Há o medo dos tratamentos, daí a abordagem numa linguagem muito acessível da quimioterapia e da radioterapia e dos seus efeitos, refere-se a hormonoterapia e questiona-se o papel das medicinas alternativas. Convém recordar que “nos últimos 20 anos, o mundo da oncologia mudou profundamente graças à evolução da quimioterapia e da radioterapia, à descoberta de novos fármacos, à extraordinária transformação da imagiologia, mas também ao aperfeiçoamento das técnicas de anestesia e cirúrgicas”. Na recolha de um depoimento de um médico fica-se igualmente a saber que se há alguns anos atrás era impossível operar um doente com metástases, atualmente essas cirurgias são muitíssimo comuns. A autora aflora os problemas inerentes ao internamento, o medo da anestesia, a mastectomia e outras amputações (caso da colostomia).
No tocante aos meios de prevenir e combater o cancro é referida pela sua importância o regime alimentar saudável, os estilos de vida onde pesam o abandono do tabaco, o sedentarismo e os rastreios como o PSA e o esfregaço vaginal. Seguidamente, procede-se a uma viagem pelos cuidados paliativos e chama-se à atenção para a fragilidade da rede de cuidados continuados em Portugal. “Aquilo que aprendi do meu contacto, pessoal e profissional, com especialistas em cuidados paliativos, é que o que importa não é tanto o cuidado que prestamos ao doente mas a maneira como o fazemos. Para familiares e cuidadores primários, para amigos que ocasionalmente dão uma ajuda ou para profissionais que dedicam a sua vida a ajudar doentes terminais, a ideia é a mesma: o segredo está no como”. Porque não há dois doentes iguais, um doente terminal tem que ser entendido, querido e respeitado. “Prestar cuidados paliativos significa que estamos a prestar uma atenção global ao doente: física, psicológica e espiritual. São três aspectos que estão interligados, um puxa pelo outro”. E como se tratasse de uma sumula de cuidados paliativos, acrescenta: o princípio básicos destes cuidados é que o tratamento nunca deve ser pior do que a doença, o doente nunca pode perder a sua dignidade, não se deve prolongar a vida do doente custe o que custar, o que importa é tornar os dias, meses ou anos que restam ao doente o mais serenos e tranquilos. Como corolário destes cuidados paliativos temos a preparação para a morte, domínio que nos deve merecer grande compaixão.

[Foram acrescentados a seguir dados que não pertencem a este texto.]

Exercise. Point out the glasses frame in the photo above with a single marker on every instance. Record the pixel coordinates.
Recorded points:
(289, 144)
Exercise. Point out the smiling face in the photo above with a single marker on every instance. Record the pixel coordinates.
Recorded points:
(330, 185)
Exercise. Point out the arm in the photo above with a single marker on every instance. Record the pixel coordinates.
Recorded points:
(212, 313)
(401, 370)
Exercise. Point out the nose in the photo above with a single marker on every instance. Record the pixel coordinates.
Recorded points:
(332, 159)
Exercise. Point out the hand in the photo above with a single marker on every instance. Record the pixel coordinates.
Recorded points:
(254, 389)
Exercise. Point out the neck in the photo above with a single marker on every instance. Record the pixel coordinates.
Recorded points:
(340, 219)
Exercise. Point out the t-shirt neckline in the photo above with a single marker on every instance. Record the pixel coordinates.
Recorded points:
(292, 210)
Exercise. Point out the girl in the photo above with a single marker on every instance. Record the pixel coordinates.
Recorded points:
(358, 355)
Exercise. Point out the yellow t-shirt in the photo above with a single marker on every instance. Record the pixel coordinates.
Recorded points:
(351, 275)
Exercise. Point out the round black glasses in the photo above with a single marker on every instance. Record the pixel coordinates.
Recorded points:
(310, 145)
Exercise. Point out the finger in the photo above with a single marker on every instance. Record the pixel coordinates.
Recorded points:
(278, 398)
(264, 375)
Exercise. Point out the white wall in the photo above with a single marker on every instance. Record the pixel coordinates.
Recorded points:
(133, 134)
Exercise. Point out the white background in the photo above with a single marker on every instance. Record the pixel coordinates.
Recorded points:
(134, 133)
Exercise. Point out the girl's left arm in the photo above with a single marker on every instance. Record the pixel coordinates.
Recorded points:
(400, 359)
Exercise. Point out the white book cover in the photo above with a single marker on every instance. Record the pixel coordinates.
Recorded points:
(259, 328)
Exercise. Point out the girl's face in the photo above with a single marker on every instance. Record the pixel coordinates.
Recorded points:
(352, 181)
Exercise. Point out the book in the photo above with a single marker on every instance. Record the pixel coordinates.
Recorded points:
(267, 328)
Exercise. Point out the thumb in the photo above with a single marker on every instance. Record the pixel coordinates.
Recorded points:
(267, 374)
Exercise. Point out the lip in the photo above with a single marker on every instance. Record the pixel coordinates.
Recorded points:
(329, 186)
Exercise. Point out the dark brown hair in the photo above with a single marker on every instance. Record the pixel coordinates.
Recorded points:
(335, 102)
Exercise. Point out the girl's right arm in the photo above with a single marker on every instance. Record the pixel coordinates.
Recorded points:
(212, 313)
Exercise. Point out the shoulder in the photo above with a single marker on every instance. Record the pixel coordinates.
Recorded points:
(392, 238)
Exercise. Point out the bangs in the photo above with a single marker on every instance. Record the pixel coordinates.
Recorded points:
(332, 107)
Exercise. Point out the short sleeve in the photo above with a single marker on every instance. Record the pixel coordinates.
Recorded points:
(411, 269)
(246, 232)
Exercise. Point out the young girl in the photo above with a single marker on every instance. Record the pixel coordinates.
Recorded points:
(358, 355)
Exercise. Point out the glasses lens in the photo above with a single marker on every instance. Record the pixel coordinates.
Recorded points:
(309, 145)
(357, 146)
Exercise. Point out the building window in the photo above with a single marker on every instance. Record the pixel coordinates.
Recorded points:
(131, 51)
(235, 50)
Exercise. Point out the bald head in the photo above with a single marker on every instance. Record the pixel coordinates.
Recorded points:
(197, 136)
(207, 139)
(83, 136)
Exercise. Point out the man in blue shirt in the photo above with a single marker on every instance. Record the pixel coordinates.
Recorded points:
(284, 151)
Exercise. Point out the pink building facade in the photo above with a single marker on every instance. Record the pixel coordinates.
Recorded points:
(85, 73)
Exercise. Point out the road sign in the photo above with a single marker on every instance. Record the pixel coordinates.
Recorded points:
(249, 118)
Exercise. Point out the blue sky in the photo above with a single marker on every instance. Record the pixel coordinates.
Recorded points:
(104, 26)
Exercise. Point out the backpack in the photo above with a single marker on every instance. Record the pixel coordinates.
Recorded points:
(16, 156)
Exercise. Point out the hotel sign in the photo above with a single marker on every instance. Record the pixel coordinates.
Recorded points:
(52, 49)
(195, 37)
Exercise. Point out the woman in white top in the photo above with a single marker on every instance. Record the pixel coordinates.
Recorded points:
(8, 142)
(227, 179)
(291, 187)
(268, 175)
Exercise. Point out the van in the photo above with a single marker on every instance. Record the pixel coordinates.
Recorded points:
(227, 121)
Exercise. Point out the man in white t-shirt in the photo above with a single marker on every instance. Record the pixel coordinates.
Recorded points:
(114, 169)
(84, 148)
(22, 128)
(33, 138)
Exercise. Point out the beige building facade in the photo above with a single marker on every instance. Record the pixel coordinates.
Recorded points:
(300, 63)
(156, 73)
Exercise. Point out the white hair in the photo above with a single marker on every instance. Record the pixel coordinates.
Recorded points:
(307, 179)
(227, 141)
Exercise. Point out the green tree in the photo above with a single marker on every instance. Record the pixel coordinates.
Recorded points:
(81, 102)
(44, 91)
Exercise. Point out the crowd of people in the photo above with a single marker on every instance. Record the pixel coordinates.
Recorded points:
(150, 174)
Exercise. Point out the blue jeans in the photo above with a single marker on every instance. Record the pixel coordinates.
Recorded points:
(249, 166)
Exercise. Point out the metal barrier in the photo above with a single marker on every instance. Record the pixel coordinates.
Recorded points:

Os dois últimos assuntos abordados nesta obra prendem-se com a vida depois do cancro, é cada vez maior o número dos que sobrevivem, põem-se aqui diferentes questões como sejam a vida sexual depois do cancro, o medo da reincidência e o caso do cancro da próstata; obviamente que a oncologia está em franco desenvolvimento, a ciência levanta novas questões como é o caso do rastreio do cancro da próstata, do cólon e reto, do cancro da mama. No termo do seu trabalho, a autora dá-nos um oportuno glossário de termos usados em oncologia e repertoria associações, contactos e blogues.
Temos aqui um livro para refletir a agir e uma orientação muito positiva de que há sempre lugar para a esperança, seja qual for o tipo de cancro a vencer.